As part of our continued effort to publish the best available Sweetener Market Data (SMD) report, Farm Service Agency (FSA) has published revised annual estimates for Fiscal Years (FY) 2008 and 2009 along with our monthly June 2010 report. While these estimates differ slightly from those previously released, we believe that they provide the most accurate and transparent picture of the sweetener market as well as a consistent series of monthly data. These changes are part of the continuing, but incomplete, effort FSA has undertaken to characterize sugar imports and deliveries from entities that do not report data to FSA.

The difference in the revised tables can be explained by three primary data revisions.

(1)  The FY 2008 and FY 2009 data now incorporate the current method for calculating refined imports. We utilize total import values provided by the Foreign Agriculture Service and extract the refined portion based on raw import data provided by cane refiners.

(2)  Misreporting by cane refiners was corrected. While all values presented in the SMD should have been reported in short tons, raw value (STRV), FSA discovered that some refiners were reporting raw sugar entries in terms of “as made”—the physical weight of sugar—rather than STRV. In the newly released data, all sugar is converted to STRV using the following calculation: STRV = (((Actual Polarity - 92) x 0.0175) + 0.93) x Actual Weight.

(3)  Two questions in the monthly survey completed by cane refiners were changed. These survey items concerned the purchase of domestic and foreign sugar.

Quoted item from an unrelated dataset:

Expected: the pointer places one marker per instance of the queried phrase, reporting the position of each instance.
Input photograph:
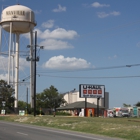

These revisions resulted in several notable changes to the data. The implementation of our new method for calculating raw and refined imports resulted in a reduction in refined imports and a subsequent increase in raw imports. The raw value conversion increased refining losses by nearly a constant amount (146,953 STRV in FY 2008, 159,739 STRV in FY 2009, and projected at 139,300 STRV in FY 2010 based on pace to date). Since refining loss was a large negative value in most years, it is now positive in 2008 and substantially less negative in 2009. The revision to those survey elements involving the purchase of sugar resulted in a decline in domestic deliveries, particularly food use deliveries. While FSA continues to work with other agencies within the department to determine the best estimate of deliveries, we hope to arrive at a consensus estimate in the future. However, since a consensus has not yet been determined, we feel the revised data present the best contemporaneous portrayal of domestic deliveries that we can currently provide.